2026年6月26日(金)

WEDGE REPORT

2026年6月26日

「午後4時が約束の時間です――準備を整えてください」

 混迷したイランを始めとする中東情勢に国際社会の関心が集まる一方、停戦発効から8カ月余りが経過したパレスチナ自治区ガザ地区では、和平計画の「第2段階」交渉が完全に行き詰まり、現地の状況は完全に膠着状態が続いている。まもなく夏が訪れ、テントでの避難暮らしにおける衛生状況も一段と悪化する中、ガザ内部から現状打破を求めるガザ市民らによる自発的な動きが、数週間前からSNS上などで表面化している。

 ガザ市民らから沸き上がったその動きは「6月26日革命」と名付けられ、「より良い生活と前途ある未来のために、自らの運命を決定する市民の権利」をスローガンとして、長期化する人道危機と困窮に耐えかねた住民に対し、街頭に出て意思表示をするよう促している。抗議デモは、2026年6月26日の「エルサレム時間午後4時」に設定され、ソーシャルメディア上で拡散されている公式ページには、現場の緊迫感を伝える言葉が次々に投稿されている。

「2026年6月26日、占領下のエルサレム時間午後4時が私たちの約束の時間です。皆さん、準備を整えてください。拡散をお願いします 集会の場所は準備ができており、適切なタイミングで発表します。#6月26日革命」

ガザで家族を失いながらも呼びかける抗議デモの中心人物
身内への殺害予告で一度は辞退するも民衆の意志で復帰

 この運動を最初に呼びかけ、主導した中心人物は、ジャーナリストであり活動家のアブドゥル・ハミド・アブドゥル・アティ氏だ。アティ氏は、2023年10月7日以降の戦争で、ガザ北部への爆撃によって母親や兄妹などを亡くした。自身はヌセイラトの瓦礫から3人の幼い娘たちを連れて逃れ、ガザ地区内で何度も避難を繰り返した末、現在はエジプトのカイロで暮らしている。彼は、何万人ものフォロワーに向けたメッセージの中で次のように述べている。

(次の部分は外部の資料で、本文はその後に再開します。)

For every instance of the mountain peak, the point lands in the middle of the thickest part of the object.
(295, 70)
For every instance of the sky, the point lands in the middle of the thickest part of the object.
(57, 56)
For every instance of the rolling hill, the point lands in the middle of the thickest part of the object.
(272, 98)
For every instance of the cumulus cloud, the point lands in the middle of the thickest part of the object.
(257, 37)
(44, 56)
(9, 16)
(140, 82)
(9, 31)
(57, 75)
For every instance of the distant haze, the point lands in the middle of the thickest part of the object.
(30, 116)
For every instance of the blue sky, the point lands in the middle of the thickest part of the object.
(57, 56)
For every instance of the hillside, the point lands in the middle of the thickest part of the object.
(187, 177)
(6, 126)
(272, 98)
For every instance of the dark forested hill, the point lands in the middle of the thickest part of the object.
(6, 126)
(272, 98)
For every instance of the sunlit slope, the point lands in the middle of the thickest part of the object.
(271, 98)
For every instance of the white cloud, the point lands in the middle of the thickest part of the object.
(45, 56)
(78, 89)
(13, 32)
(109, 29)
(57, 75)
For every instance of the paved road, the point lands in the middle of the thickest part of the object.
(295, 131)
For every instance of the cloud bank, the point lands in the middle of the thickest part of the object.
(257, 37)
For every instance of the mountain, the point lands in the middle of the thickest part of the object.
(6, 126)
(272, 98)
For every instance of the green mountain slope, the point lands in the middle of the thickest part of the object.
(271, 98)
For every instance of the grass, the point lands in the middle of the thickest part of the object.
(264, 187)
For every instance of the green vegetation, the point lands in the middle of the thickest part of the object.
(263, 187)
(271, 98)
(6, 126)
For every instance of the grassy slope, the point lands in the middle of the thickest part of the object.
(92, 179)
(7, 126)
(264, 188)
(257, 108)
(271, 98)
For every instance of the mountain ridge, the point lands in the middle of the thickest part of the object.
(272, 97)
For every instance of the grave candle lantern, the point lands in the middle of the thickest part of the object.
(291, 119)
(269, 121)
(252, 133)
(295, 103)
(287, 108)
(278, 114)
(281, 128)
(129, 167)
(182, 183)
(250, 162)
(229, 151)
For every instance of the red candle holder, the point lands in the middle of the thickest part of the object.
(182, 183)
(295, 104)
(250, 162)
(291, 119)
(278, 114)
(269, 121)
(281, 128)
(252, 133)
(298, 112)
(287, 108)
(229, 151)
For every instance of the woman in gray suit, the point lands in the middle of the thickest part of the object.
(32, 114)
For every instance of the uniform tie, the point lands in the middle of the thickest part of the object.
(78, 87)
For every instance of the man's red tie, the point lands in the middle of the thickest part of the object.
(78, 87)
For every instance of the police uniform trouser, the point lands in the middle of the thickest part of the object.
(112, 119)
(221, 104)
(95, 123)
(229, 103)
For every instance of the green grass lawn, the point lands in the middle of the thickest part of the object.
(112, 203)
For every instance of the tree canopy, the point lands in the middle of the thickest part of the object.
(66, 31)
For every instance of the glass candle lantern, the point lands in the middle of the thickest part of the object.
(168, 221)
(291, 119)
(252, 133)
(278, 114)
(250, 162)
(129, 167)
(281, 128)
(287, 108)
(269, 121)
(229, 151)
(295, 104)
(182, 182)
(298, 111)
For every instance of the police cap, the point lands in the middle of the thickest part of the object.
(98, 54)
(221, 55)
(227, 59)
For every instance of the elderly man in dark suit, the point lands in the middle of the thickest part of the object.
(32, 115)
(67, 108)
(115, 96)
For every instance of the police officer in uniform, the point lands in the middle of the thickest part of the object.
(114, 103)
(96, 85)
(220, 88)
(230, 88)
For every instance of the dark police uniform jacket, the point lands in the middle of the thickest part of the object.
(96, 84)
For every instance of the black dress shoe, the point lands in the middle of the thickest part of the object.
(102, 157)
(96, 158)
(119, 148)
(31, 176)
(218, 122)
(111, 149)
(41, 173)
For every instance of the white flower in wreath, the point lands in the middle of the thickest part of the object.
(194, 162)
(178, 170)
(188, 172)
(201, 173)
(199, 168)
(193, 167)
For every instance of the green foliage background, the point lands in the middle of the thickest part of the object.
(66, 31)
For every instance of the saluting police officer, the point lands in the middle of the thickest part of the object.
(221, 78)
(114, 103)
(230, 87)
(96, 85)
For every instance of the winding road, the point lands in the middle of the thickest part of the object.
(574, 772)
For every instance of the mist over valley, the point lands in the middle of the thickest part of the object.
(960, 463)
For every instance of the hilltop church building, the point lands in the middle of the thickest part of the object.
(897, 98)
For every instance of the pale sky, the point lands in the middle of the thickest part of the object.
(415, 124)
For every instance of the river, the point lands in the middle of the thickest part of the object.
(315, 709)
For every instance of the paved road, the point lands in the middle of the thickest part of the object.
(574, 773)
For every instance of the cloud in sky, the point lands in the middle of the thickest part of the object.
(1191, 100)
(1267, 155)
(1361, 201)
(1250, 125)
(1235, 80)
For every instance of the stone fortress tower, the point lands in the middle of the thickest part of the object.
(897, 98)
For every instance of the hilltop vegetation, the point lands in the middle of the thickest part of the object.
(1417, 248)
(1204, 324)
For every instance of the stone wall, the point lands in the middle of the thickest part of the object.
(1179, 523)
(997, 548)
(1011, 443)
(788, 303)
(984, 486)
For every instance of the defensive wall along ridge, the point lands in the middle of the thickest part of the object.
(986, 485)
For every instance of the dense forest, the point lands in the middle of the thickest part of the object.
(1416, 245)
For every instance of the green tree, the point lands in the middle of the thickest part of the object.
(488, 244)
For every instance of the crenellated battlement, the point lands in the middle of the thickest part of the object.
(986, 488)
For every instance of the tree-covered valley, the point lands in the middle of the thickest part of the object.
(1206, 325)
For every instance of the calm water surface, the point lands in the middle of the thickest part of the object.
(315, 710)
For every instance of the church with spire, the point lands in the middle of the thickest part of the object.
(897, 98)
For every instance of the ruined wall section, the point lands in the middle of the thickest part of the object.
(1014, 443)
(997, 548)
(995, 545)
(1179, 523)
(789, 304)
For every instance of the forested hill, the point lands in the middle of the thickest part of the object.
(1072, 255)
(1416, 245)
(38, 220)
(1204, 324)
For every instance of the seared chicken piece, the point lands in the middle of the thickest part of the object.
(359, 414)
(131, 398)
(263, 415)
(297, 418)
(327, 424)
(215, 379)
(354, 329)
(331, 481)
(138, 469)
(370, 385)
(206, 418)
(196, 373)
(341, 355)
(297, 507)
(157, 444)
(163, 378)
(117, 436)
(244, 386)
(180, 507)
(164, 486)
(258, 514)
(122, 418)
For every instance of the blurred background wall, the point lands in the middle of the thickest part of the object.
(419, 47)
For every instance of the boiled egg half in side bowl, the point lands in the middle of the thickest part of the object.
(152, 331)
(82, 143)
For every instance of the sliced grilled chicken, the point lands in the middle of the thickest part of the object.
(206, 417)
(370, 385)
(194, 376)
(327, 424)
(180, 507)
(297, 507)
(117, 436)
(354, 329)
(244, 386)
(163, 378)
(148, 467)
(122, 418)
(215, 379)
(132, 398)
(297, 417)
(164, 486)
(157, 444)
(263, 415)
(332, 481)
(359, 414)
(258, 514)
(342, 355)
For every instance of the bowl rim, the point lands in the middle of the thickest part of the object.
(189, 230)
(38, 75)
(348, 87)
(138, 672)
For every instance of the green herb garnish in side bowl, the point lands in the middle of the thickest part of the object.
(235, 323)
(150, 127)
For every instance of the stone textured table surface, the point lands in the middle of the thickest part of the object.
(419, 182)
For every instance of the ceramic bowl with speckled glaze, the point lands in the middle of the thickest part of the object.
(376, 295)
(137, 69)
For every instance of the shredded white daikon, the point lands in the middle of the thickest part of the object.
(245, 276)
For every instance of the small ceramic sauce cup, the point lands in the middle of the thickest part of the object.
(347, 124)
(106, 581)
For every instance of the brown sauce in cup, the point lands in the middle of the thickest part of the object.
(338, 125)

「この運動は誰かに対抗するためのものではない。公共の利益のためであり、ガザの人々に重くのしかかる現実から、救えるものを救うためのものである。私たちの目的は、人々に援助の手を差し伸べ、この過酷な苦境からの出口を探すことである。意見の違いが脅迫を正当化することにはならず、団結こそがすべての人を守るための道である」

 さらに、ガザの多くの住民がハマスを支持していない事実を指摘し、破壊をもたらした責任の一端を担っている「無謀な賭け」に及んだ組織は、権力を放棄すべきだと主張している。

 ハマス側はこの動きに対して過敏に反応している。活動家らに対して「無政府状態を煽ろうとする裏切り者であり、イスラエルの協力者である」として反撃している。こうしたハマスからの脅しを受けて、アティ氏は一時、抗議キャンペーンからの辞退を発表するに至った。ガザ内部に残る彼の家族に対して殺害予告が出されたためだという。

 しかし、その後にアティ氏は決定を覆し、彼の辞退を拒否した民衆の意志に応えて復帰を公表、「私たちは人々の夢のために続ける。威嚇が結果をもたらすことはない。私には人々に奉仕すること以外の目的はない」と表明し、活動を再び継続している。